Mulcair insisted Thursday that an NDP government would make it a "top priority" to honour his health funding commitment, but acknowledged it's not likely to happen right away.
The NDP leader first made the promise last summer in what his party billed as a "historic" speech to the Canadian Medical Association. He castigated Stephen Harper's government for its plan to reduce the rate of increase in health transfers to the provinces starting in 2017, a move he said would rob the provinces of up to $36 billion over 10 years.
"An NDP government would use any budget surplus to cancel the proposed cuts to health care," he said at the time.
However, since then Mulcair has said little about that promise while he's added a number of others — including a $5-billion national child care program — that would apparently take priority.
Pressed on the health transfer issue Thursday during a campaign stop in Toronto, Mulcair said it now appears the budget surpluses on which he based his promise won't materialize.
Still, he said there are two years before the scheduled reduction in transfers start so there's still time.
"We had said that any surplus, because Mr. Harper had been promising surpluses, would be dedicated in our case first and foremost to avoiding that (transfer reduction)," Mulcair said at the campaign office of his star candidate Andrew Thomson, a former Saskatchewan finance minister.
"Now it looks pretty obvious that there won't be any, but during that two-year period our health minister will have as a top priority to get new health accords."
He added that the NDP's health care priorities will include home care and pharmacare.
Based on Bank of Canada projections, the parliamentary budget office has said the federal government is likely headed for a $1-billion shortfall in 2015-16, despite a projected surplus in the 2015 budget.
Nevertheless, Mulcair has been adamant this week that his first budget next year would be balanced and he's said he believes subsequent budgets would be balanced too. He has not addressed how or if he would find a surplus to funnel into health transfers while honouring all his other campaign commitments.
The Liberals have said they're skeptical Mulcair could balance his budget without spending cuts, but Mulcair has said he is "not entertaining any thought" of a deficit. He has not talked about spending cuts.
Mulcair's big-ticket promise to create one million $15-a-day child-care spaces would cost $5 billion annually once fully implemented in eight years.

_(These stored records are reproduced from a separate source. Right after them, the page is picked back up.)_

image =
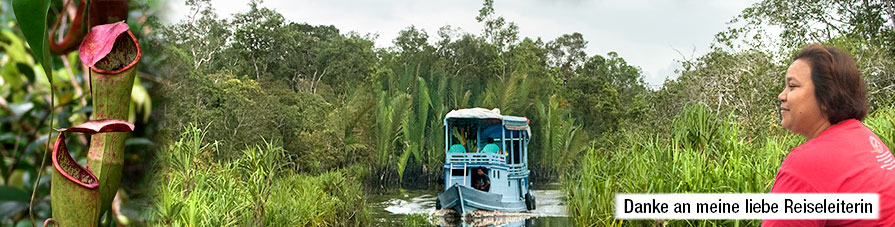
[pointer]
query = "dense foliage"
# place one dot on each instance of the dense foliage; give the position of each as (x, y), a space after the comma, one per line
(193, 189)
(335, 100)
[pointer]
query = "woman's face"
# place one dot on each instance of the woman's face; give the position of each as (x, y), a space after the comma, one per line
(799, 109)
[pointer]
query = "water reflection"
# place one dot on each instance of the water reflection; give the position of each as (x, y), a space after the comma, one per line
(390, 209)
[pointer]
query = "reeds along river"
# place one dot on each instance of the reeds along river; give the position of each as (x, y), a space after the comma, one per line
(393, 208)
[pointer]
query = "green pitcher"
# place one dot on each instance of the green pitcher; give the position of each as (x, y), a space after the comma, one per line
(74, 190)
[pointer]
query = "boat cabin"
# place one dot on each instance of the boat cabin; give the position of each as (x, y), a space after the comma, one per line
(481, 139)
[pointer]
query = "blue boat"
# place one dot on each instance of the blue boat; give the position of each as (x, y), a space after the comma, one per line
(483, 140)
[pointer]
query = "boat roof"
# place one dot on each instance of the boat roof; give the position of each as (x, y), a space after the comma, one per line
(510, 122)
(482, 113)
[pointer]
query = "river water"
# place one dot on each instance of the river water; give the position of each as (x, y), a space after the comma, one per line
(390, 208)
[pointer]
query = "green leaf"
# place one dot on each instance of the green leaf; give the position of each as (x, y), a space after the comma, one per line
(32, 18)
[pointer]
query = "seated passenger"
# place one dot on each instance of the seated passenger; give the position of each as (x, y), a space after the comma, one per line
(483, 182)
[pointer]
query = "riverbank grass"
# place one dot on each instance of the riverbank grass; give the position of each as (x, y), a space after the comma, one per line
(195, 188)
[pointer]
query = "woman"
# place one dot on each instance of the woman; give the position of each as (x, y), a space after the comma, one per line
(825, 100)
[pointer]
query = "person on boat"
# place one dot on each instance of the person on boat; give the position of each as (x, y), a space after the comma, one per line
(824, 100)
(481, 181)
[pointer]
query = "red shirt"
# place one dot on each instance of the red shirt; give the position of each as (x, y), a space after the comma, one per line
(845, 158)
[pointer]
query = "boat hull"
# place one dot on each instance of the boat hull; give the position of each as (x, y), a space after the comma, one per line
(465, 199)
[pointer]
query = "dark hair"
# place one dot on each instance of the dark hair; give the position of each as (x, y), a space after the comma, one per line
(838, 87)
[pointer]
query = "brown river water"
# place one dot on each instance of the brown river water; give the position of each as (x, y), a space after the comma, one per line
(390, 208)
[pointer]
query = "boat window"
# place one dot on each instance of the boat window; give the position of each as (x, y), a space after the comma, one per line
(457, 172)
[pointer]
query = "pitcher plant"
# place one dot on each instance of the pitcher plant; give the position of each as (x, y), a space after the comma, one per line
(74, 192)
(112, 52)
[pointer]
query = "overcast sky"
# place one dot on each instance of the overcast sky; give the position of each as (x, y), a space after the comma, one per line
(650, 34)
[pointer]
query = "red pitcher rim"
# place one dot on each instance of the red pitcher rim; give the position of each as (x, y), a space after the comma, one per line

He has proposed several new tax credits and lowering the small business tax rate.
He said Thursday he'll pay for NDP promises by eliminating Harper's $2-billion income-splitting plan, wasteful government advertising, the Senate, subsidies to oil companies and court battles with First Nations.
The Liberals were quick to point out that several provinces oppose Senate abolition, calling the idea he could achieve savings by budget time "laughable."
Mulcair has also said he would raise the 15-per-cent corporate tax rate, but has not yet specified by how much.
He has not yet released the full costing details of his platform.
Asked Thursday if he would use carbon pricing to help balance the budget, Mulcair was non-committal.
"We've always talked about cap and trade as the best way of ensuring that there is a guaranteed reduction (in greenhouse gas emissions)," he said.
"There's more and more information from other possibilities. We're not going to take a one-size-fits-all approach. I will work with the provinces and territories, but the federal government is going to have to start showing leadership on this."
Mulcair said in 2013 that the NDP would create a cap-and-trade system, putting a "clear market price" on carbon. He's previously said that any revenue generated would not go into general federal coffers but would be poured back into environmental programs in the provinces that pay the carbon tab.